I am comparing the mothur with other pipelines, just to see the differences.

On one other pipeline I’m comparing, it does the normal trimming of barcodes, primers, checks length of sequences, checks quality of each base, etc… (all the normal stuff that you would expect - nothing algorithmically intensive). This removes roughly 25-30% of my sequences.
However, when I compare to this to trim.flows --> shhh.flows, many more of my sequences are removed (roughly 90% of my sequences).

Why is this?


If you look at the sequence names in the scrap file you will see a | and then single letter codes that indicate why a sequence was scrapped. See the wiki page for trim.flows for a description. Without knowing how you ran trim.flows or what type of data you are sequencing, it’s hard to know what’s going on. If you’re on a unix/mac box you can run the following to see why sequences are getting chucked…
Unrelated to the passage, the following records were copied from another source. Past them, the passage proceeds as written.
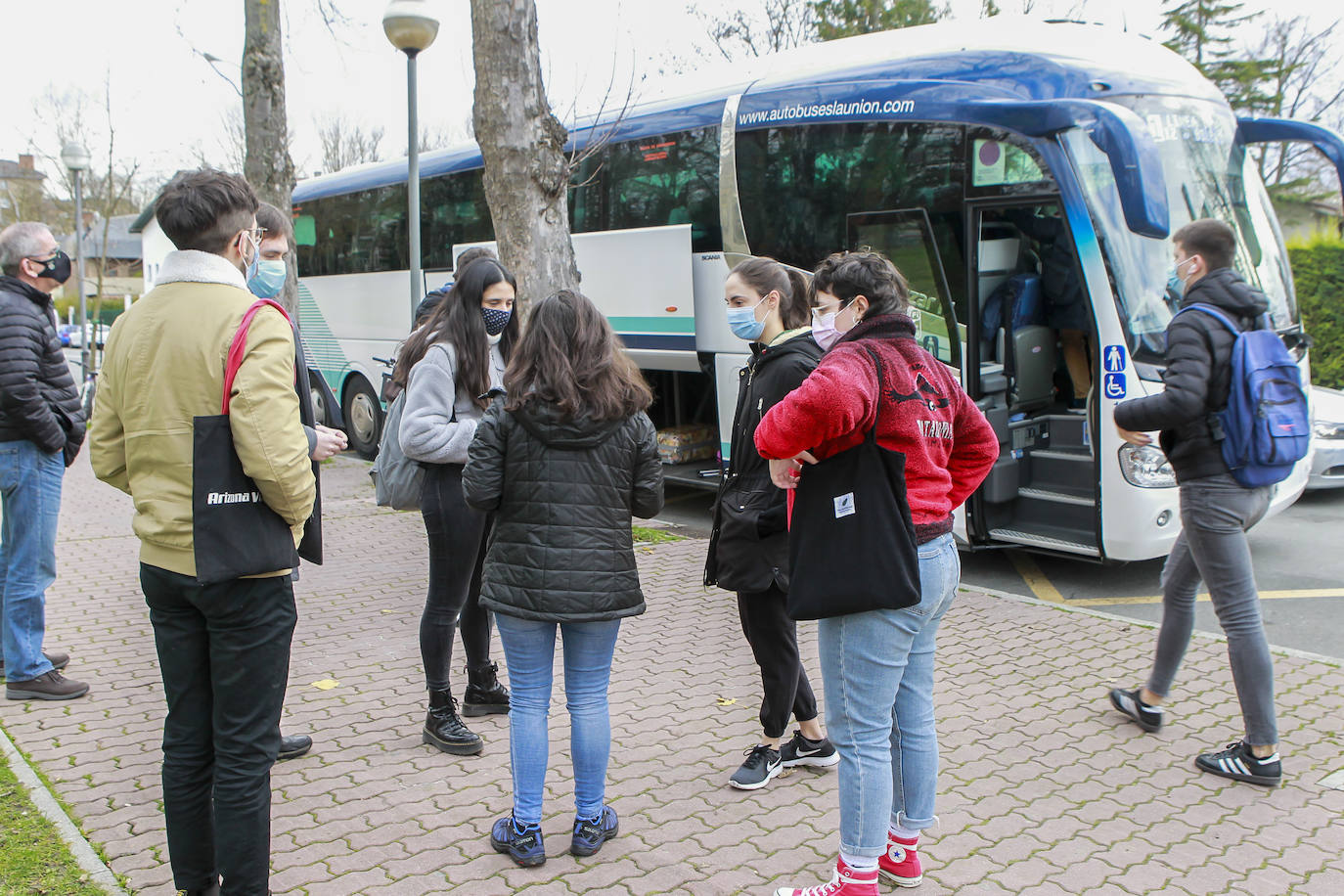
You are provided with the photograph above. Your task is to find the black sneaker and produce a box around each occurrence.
[1110,688,1163,731]
[491,816,546,868]
[780,728,840,769]
[570,806,621,856]
[729,744,784,790]
[1194,740,1283,787]
[276,735,313,762]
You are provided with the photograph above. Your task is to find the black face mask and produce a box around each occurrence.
[28,248,69,284]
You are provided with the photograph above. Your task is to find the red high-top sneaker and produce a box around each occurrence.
[877,831,923,886]
[774,859,877,896]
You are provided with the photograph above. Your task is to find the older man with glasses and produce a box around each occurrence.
[0,222,89,699]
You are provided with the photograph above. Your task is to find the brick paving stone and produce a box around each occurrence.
[0,457,1344,896]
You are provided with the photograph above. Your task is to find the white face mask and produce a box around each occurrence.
[812,299,853,352]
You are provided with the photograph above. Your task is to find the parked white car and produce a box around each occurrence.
[1307,385,1344,489]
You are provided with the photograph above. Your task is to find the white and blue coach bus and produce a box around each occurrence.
[294,19,1344,560]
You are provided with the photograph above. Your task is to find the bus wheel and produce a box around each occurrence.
[308,371,331,426]
[345,377,383,460]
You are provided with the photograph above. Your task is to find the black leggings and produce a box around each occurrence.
[421,464,492,691]
[738,586,817,738]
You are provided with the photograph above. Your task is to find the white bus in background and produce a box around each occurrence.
[294,19,1344,560]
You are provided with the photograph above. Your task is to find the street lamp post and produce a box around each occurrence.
[383,0,438,324]
[61,141,93,379]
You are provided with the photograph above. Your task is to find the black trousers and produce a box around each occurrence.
[421,464,491,691]
[738,586,817,738]
[140,564,297,896]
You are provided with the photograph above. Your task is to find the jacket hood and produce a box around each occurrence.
[1182,267,1269,317]
[510,402,625,451]
[837,314,916,344]
[0,274,51,305]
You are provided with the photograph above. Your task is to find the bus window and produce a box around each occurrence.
[970,137,1050,187]
[737,122,966,312]
[297,184,410,277]
[570,127,723,251]
[847,208,966,368]
[421,168,495,270]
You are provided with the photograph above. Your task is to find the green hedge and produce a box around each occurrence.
[1287,238,1344,388]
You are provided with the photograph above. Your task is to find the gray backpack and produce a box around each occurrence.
[368,391,425,511]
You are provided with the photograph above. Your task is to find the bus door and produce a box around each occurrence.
[963,200,1099,557]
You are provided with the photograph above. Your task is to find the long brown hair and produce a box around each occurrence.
[504,289,653,421]
[733,255,812,329]
[392,258,520,407]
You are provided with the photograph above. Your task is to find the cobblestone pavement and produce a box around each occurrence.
[0,457,1344,896]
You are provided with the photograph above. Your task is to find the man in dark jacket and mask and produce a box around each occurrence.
[1110,219,1282,787]
[0,222,89,699]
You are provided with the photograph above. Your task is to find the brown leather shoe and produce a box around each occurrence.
[4,669,89,699]
[0,650,69,676]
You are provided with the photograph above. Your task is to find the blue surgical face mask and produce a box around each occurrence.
[247,259,289,298]
[1167,267,1186,298]
[729,298,765,342]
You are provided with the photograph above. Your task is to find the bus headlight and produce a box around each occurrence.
[1120,442,1176,489]
[1312,421,1344,439]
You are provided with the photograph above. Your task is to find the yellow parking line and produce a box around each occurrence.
[1069,588,1344,607]
[1006,551,1344,607]
[1008,551,1075,604]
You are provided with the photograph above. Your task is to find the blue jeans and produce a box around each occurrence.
[1147,472,1278,747]
[817,535,961,856]
[495,612,621,825]
[0,440,66,681]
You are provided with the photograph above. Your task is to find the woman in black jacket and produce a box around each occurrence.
[704,258,840,790]
[463,291,662,865]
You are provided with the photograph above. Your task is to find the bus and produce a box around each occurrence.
[294,18,1344,561]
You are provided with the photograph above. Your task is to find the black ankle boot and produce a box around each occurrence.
[424,690,485,756]
[463,662,508,716]
[177,884,219,896]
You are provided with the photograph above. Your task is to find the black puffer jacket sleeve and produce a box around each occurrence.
[1115,314,1214,432]
[630,411,662,519]
[463,398,507,511]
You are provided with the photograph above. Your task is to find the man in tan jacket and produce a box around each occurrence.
[89,169,316,896]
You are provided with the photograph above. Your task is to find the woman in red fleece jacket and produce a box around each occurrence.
[755,252,999,896]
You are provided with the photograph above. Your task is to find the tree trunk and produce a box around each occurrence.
[242,0,298,321]
[470,0,579,303]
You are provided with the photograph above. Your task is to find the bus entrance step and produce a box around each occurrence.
[1017,486,1097,507]
[662,458,720,492]
[989,520,1100,558]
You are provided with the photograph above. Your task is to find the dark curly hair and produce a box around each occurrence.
[809,251,910,317]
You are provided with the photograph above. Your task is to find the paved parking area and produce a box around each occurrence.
[0,457,1344,896]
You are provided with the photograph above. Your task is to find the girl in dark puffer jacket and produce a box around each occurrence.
[463,291,662,865]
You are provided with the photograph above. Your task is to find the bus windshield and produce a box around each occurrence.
[1064,97,1297,364]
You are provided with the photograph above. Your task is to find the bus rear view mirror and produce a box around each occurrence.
[961,100,1171,239]
[1236,118,1344,206]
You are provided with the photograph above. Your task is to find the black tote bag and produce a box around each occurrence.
[191,299,298,584]
[787,349,919,619]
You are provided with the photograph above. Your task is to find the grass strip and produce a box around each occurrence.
[0,753,107,896]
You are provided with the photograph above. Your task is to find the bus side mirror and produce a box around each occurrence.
[959,100,1171,239]
[1236,118,1344,207]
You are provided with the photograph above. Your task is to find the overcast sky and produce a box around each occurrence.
[0,0,1344,200]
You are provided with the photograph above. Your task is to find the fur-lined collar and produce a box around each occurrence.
[155,248,247,289]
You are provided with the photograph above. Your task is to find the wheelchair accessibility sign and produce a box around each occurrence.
[1102,374,1125,399]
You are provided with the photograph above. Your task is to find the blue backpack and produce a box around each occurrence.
[1178,302,1312,488]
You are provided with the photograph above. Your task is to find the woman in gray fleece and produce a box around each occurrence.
[392,258,518,756]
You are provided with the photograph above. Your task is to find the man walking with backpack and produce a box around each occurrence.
[1110,219,1300,787]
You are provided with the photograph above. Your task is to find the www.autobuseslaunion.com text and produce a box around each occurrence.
[205,492,261,504]
[738,100,916,125]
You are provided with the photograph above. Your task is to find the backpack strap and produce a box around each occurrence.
[219,298,290,417]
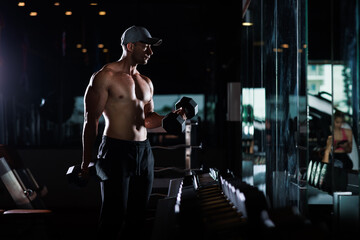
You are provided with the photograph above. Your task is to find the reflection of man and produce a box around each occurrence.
[323,111,353,170]
[81,26,167,240]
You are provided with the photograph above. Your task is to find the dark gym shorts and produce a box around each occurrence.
[95,136,154,181]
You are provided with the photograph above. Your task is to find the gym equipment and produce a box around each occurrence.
[0,144,47,209]
[175,97,198,119]
[66,162,96,188]
[306,160,313,183]
[313,162,323,187]
[162,97,198,134]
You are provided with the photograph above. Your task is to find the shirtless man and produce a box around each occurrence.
[81,26,185,240]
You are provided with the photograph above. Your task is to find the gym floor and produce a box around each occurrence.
[0,189,162,240]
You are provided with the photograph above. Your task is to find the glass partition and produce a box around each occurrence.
[307,0,359,232]
[241,0,307,209]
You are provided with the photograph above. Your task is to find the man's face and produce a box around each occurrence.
[334,117,343,128]
[133,42,153,64]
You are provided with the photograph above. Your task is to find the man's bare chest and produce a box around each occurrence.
[109,77,151,102]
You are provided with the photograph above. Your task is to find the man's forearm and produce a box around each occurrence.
[81,123,97,169]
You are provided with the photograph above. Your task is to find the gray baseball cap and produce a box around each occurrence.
[121,26,162,46]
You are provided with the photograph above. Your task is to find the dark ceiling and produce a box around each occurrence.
[0,0,241,101]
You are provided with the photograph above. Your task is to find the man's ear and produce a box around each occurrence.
[126,43,134,52]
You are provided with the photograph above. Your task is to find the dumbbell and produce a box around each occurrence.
[66,163,96,188]
[162,97,198,134]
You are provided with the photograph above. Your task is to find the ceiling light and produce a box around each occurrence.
[242,22,253,27]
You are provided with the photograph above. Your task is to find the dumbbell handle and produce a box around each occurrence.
[151,143,202,150]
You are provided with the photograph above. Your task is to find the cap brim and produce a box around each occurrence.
[143,38,162,46]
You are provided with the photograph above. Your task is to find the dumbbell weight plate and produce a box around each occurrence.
[175,97,198,119]
[162,112,186,134]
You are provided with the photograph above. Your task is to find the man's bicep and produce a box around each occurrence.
[84,85,108,119]
[144,99,154,116]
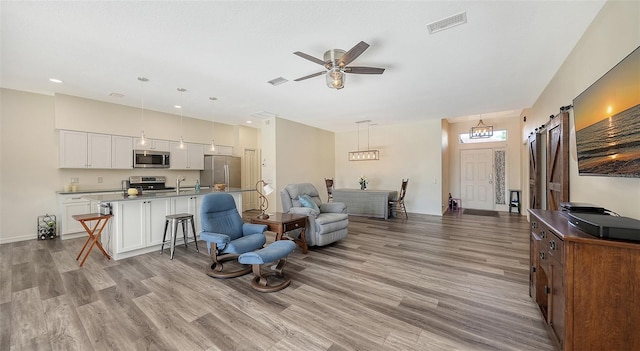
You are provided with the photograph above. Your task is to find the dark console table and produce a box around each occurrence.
[529,210,640,351]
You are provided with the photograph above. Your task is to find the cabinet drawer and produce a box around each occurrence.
[282,219,306,233]
[545,230,564,264]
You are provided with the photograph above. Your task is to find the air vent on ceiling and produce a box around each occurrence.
[250,111,278,119]
[267,77,288,86]
[427,12,467,34]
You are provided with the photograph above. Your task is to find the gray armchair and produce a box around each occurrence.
[280,183,349,246]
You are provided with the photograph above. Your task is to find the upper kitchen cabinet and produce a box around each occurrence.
[170,142,204,170]
[204,145,233,156]
[59,130,111,168]
[133,138,170,152]
[111,135,133,169]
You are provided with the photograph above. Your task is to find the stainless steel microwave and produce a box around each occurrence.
[133,150,170,168]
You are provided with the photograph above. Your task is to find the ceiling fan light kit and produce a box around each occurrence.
[326,67,346,90]
[293,41,384,90]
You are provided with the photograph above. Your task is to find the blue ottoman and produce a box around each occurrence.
[238,240,296,292]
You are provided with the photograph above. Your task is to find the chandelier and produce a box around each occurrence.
[469,120,493,139]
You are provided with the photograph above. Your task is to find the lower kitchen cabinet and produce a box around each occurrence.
[112,199,171,255]
[529,209,640,351]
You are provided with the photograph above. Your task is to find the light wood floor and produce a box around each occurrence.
[0,212,552,351]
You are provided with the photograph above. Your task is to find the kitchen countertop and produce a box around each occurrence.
[75,188,256,202]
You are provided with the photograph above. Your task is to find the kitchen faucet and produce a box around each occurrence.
[176,176,185,195]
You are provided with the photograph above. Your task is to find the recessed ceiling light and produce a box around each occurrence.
[267,77,288,86]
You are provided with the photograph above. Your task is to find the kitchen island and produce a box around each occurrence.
[83,188,250,260]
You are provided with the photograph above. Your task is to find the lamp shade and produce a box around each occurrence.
[326,67,346,89]
[262,183,275,195]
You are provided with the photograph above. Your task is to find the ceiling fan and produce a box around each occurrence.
[293,41,384,89]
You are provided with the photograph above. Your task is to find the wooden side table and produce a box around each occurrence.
[250,212,309,254]
[71,213,113,267]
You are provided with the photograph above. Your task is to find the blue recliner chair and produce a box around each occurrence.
[200,193,267,278]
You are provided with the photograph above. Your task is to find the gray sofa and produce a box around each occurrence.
[280,183,349,246]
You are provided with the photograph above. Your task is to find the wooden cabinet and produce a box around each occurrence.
[58,130,111,168]
[529,209,640,351]
[170,142,204,170]
[111,135,133,169]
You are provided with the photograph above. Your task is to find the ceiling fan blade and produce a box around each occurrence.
[293,71,327,82]
[344,67,384,74]
[338,41,369,67]
[293,51,325,66]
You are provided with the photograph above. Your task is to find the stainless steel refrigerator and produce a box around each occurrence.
[200,155,242,188]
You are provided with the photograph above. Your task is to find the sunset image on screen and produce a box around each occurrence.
[573,48,640,177]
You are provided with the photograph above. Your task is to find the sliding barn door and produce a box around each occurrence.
[529,132,544,208]
[547,112,569,211]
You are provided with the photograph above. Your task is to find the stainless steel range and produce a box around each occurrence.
[129,176,175,191]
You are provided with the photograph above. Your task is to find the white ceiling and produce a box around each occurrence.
[0,1,604,131]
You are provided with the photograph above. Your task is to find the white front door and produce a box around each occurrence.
[460,149,494,210]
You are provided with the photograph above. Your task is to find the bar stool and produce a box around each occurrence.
[160,213,200,260]
[509,189,520,213]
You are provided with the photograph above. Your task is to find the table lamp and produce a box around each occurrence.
[256,179,274,219]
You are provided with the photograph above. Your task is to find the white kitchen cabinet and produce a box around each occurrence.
[133,138,169,152]
[111,135,133,169]
[112,199,170,253]
[170,141,204,170]
[59,130,111,168]
[171,195,204,237]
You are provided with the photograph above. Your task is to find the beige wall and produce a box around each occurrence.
[440,119,456,213]
[447,117,525,211]
[268,118,336,211]
[0,89,59,243]
[335,120,442,215]
[0,89,260,243]
[522,1,640,219]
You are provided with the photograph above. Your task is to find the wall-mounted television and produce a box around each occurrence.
[573,47,640,178]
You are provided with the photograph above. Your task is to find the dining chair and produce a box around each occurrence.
[324,178,333,202]
[389,178,409,219]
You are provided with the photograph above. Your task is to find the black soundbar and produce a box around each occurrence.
[560,202,607,214]
[568,212,640,241]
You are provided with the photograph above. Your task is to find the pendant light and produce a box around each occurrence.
[349,119,380,161]
[137,77,149,146]
[176,88,187,149]
[209,96,218,151]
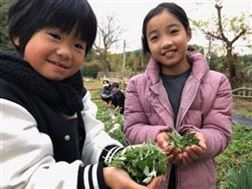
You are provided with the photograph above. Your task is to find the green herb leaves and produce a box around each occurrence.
[168,130,199,152]
[105,141,167,185]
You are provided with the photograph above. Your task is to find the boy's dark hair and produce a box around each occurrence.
[9,0,97,54]
[142,3,190,54]
[112,82,120,88]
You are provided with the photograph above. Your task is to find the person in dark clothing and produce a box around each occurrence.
[101,80,112,107]
[111,82,125,114]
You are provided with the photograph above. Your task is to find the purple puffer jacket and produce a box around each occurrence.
[124,52,232,189]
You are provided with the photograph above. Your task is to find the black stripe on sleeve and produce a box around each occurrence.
[77,166,85,189]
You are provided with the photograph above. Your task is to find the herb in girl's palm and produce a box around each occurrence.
[105,141,167,185]
[168,130,199,152]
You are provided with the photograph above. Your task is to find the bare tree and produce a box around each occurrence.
[194,0,251,86]
[94,15,123,72]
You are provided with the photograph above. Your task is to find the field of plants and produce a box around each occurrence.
[87,81,252,189]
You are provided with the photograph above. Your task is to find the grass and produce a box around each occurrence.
[86,78,252,189]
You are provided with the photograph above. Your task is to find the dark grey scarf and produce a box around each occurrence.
[0,52,86,115]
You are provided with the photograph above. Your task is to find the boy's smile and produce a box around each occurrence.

cut -f 1 -d " " *scrap.flow | cut -f 2 -d “|” | sort | uniq -c

If you get a b, f, or l that will indicate mismatches to the barcode, forward primer, or the length.


What about shhh.flows? How does it check the sequence to determine if something is noise or not?

You might want to check out the following:

Schloss PD, Gevers D, Westcott SL (2011). Reducing the effects of PCR amplification and sequencing artifacts on 16S rRNA-based studies. PLoS ONE. 6:e27310.
Quince C, Lanzen A, Davenport RJ, Turnbaugh PJ (2011). Removing noise from pyrosequenced amplicons. BMC Bioinformatics 12:38.
Quince C, Lanzén A, Curtis TP, Davenport RJ, Hall N, Head IM, Read LF, Sloan WT (2009). Accurate determination of microbial diversity from 454 pyrosequencing data. Nat. Methods 6:639.

The Quince papers describe the PyroNoise algorithm that we cloned into C++ as shhh.flows.